Per la verità il Di Fresco non era un'eccezione in quanto don Paolino Bontà a quell'epoca dava direttive anche a parlamentari nazionali democristiani, come l'onorevole Francesco Barbaccia. Don Paolino Bontà ostentava questi suoi rapporti passeggiando ogni mattina davanti all'albergo Centrale in corso Vittorio Emanuele a Palermo tenendo a braccetto l'onorevole Barbaccia. Anche il Di Fresco e la sua consorte Maidani Peppina hanno acquistato appartamenti dal costruttore Vassallo.

Allorché il Di Fresco era assessore al patrimonio stipulò gran parte dei contratti di affitto degli appartamenti Vassallo per adibirli a scuole o altri servizi comunali. La grande stampa, d'altro canto, ha scritto che quando il Vassallo venne giudicato davanti alla Sezione misure e prevenzione, perché proposto per il soggiorno obbligato, nella piccola folla che lo accompagnava c’era l’assessore comunale Ernesto Di Fresco. Ma l'episodio più clamoroso è quello dell'affitto dell'edificio per la caserma dei Vigili urbani.

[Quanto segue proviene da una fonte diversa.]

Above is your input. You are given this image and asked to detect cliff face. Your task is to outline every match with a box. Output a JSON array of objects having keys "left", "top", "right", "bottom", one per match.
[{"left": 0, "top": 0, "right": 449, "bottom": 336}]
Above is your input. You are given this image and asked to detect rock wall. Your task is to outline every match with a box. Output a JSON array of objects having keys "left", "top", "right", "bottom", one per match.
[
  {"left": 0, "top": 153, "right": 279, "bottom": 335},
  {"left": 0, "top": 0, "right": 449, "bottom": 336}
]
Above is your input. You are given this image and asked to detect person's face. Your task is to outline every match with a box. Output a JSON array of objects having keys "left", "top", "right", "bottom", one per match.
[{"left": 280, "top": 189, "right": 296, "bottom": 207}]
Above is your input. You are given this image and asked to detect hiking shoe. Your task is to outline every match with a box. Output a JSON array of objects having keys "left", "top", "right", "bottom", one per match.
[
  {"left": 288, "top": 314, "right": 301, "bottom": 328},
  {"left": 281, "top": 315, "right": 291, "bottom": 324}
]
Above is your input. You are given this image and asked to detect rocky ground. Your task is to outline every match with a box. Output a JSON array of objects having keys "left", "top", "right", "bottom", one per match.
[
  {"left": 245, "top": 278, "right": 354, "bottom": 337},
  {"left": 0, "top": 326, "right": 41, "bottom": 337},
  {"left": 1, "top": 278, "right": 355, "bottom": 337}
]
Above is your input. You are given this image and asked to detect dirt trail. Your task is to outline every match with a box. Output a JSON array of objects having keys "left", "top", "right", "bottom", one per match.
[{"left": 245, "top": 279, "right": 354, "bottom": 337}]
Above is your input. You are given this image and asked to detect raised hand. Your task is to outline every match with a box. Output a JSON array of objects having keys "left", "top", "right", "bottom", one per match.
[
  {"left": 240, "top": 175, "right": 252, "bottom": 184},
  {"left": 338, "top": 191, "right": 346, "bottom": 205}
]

Venne affittato un intero palazzo di otto piani e di 114 vani (in via Dogali nella borgata Passo di Rigamo) per adibirlo a caserma dei Vigili urbani con la spesa di oltre 50 milioni all'anno (vedere allegati 6 e 7). Il costruttore dell'edificio preso in affitto è tale Piazza Giacomo legato alla cosca mafiosa di Uditore-Passo di Rigano come risulta dalla documentazione in possesso della Commissione. Ebbene l'appartamento in cui abita la famiglia del Di Fresco in via del Quarnaro, composto di 7 stanze, 2 stanzette e accessori è stato venduto alla moglie del Di Fresco proprio dal costruttore Piazza.